Geschickt verstrickte Handlungsstränge, die anscheinend nichts gemein haben, werden auf tolle Art am Ende zu einem gemacht. Zwei Kinder (4 und 9 Jahre)...ihre Mutter verschwunden, durchqueren völlig auf sich allein gestellt Berlin, auf der Suche nach ihrem Opa. Denn anscheinend hat es Mama vor ihrem Verschwinden so gewollt. Dann Herr Kalkbrenner, der Ermittler, der in zwei unterschiedlichen Fällen agiert, die auf dem ersten Blick absolut nichts miteinander zu tun haben. Und eine völlig aufgelöste Zoé, die mit einer Amnesie mitten in Berlin aufwacht und niemanden (noch nicht einmal der Polizei) trauen darf. Die erste Hälfte des Buches entspricht etwas völlig anderem als einem schönen Märchen. Denn von Kannibalismus habe ich bisher noch nicht viele Bücher gelesen. Als mich Martin zu der zweiten Leiche führte, war ich sofort in dem Film "Sieben" gefangen. Als es zum Kannibalismus weiter führte, streiften meine Gedanken den Film "Hannibal". Für mich alles grandiose Geschichten. Und Martin mitten drin! Was ich besonders schätze sind dieselben Handlungen, die aus verschiedenen Sichten erzählt werden. Zb.: Max und Ellie überqueren eine Straße und werden fast überfahren...einige Kapitel später fährt Kalkbrenner mit dem Auto und muss scharf bremsen, weil Kinder über die Straße laufen. Martin lässt in seinen Büchern die Protagonisten ab und an über den Weg laufen, welches bei mir jedes mal ein "Wow-Effekt" auslöst. Zudem bedarf Martin keiner großen, ausschweifenden Worte. Er setzt vielmehr auf eine kurze und knackige Erzählweise, die dennoch sehr Aussagekräftig ist. Zudem finde ich die optischen Reize in dem Buch sehr gut. Martin nutzt zwischendurch die kursive Schrift, um den Leser in die Gedanken des Protagonisten zu entführen.

Was mich besonders faszinierte, waren die Gefühle hinter den Kapiteln.
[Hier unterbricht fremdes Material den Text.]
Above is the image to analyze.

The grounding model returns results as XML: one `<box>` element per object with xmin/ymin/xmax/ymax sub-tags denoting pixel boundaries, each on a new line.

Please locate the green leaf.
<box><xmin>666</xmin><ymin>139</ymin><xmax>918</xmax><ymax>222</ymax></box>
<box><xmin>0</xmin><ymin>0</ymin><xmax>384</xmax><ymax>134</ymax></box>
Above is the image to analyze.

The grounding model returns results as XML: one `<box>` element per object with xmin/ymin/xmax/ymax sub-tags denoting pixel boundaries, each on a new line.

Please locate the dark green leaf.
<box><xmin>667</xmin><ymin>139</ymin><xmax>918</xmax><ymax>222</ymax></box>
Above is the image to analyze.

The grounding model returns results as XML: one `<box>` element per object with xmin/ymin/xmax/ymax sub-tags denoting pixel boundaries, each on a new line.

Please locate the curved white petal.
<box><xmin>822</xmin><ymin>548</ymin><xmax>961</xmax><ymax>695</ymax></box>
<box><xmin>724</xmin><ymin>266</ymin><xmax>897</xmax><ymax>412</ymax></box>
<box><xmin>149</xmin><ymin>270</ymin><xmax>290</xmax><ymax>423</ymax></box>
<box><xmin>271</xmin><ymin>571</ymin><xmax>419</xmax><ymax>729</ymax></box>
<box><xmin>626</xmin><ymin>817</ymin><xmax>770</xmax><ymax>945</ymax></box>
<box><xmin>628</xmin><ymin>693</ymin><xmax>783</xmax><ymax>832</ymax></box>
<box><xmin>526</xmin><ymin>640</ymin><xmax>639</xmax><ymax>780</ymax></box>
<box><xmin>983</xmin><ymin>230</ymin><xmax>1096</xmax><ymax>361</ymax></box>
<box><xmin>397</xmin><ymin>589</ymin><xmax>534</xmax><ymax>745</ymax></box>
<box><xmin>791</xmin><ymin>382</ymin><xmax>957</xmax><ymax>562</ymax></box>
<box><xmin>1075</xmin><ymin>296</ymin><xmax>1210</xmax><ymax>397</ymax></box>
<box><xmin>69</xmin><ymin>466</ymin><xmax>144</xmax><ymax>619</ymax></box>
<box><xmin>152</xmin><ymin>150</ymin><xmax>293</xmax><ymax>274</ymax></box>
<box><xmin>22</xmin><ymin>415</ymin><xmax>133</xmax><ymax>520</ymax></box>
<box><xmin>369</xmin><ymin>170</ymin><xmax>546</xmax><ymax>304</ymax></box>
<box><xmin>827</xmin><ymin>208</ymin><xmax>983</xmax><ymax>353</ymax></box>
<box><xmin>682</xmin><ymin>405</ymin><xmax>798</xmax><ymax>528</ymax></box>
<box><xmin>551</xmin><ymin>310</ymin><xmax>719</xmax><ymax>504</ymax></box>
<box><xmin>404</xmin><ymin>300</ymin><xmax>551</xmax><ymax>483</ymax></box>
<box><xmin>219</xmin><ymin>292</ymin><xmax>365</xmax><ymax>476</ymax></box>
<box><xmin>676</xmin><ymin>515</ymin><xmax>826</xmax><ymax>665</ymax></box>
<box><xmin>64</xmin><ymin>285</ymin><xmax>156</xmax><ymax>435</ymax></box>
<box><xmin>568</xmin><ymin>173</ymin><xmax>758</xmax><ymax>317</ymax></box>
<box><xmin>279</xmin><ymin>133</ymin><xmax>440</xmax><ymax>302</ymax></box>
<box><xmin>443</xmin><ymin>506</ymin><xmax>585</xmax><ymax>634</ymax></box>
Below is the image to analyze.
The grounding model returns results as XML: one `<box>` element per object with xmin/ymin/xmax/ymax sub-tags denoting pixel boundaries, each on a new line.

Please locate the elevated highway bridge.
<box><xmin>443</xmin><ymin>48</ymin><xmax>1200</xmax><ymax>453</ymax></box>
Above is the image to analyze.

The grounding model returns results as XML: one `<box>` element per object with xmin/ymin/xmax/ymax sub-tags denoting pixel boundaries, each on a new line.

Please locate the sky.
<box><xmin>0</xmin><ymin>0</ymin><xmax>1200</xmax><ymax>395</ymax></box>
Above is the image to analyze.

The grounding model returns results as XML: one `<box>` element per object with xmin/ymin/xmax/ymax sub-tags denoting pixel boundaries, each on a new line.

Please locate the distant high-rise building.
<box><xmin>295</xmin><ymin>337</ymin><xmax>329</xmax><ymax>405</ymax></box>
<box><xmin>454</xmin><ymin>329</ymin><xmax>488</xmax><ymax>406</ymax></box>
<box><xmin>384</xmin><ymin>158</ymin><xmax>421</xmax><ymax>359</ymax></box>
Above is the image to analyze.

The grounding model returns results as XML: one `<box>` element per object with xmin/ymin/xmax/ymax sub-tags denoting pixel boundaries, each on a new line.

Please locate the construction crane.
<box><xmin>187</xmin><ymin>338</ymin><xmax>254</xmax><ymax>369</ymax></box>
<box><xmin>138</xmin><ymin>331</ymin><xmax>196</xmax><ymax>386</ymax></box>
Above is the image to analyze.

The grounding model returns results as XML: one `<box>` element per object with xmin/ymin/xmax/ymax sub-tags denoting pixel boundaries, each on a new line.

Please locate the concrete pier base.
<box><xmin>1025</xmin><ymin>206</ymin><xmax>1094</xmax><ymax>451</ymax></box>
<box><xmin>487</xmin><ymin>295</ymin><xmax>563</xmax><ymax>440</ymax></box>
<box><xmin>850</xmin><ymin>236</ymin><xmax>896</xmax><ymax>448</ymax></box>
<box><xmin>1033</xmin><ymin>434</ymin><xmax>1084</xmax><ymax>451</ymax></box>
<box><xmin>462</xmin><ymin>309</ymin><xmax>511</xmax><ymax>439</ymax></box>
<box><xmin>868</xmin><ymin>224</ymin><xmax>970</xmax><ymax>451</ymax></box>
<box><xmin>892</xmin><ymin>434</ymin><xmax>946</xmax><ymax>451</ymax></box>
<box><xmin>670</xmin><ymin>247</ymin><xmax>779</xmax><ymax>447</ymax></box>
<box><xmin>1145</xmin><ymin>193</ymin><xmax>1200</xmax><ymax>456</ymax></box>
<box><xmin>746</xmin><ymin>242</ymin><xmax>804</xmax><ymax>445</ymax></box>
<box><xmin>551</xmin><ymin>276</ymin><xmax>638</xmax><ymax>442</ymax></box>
Wenn ich mit Max und Ellie das Kapitel durchstreifte, fühlte ich mich trotz des Geschehens sicher und geborgen. Das lag vor allen Dingen daran, dass jegliche Geschehnisse mit Märchenfiguren erklärt wurden. Somit war die Welt der Kinder ein Abenteuer mit Feen, Riesen und Gnomen. Die Erwachsenenwelt jedoch war grausam und mir viel Brutalität dargestellt. Warum dennoch 4 Sterne?

Das erste Drittel las sich spannend und fesselnd, welches jedoch mit der Hälfte einige Kapitel nachließ. Es plätscherte plötzlich mit einigen Nebensächlichkeiten dahin und hätte für mich ruhig kürzer gestaltet sein können. Das Ende jedoch war plötzlich und schnell vorbei. Hier hätte ich mir gern einen "Krasse Scheiße"-Effekt gewünscht. Es war einfach vorbei ohne das es eine weitere Möglichkeit gegeben hätte, Enden zu können. Einen weiteren kritischen Punkt sehe ich an der Stelle, wo Max und Ellie an zwei Kontrolleure geraten. Der Ausgang dessen ist sehr unrealistisch und an den Haaren herbei gezogen. Denn für mich wäre hier zumindest für Ellie das Märchen vorbei gewesen! Es wirkt auf mich, als wenn Martin mit aller Macht versucht, Spannung einzubauen, welches das Buch nicht nötig gehabt hätte. Gerade in Berlin ist auch das Wiedersehen zweier Kinder nicht so einfach von statten gegangen.

Dennoch möchte ich meine absolute Leseempfehlung aussprechen. Ein Märchenwald, welches nicht für Kinder geeignet und nur bei Erwachsenen mit viel Mum Anwendung finden sollte.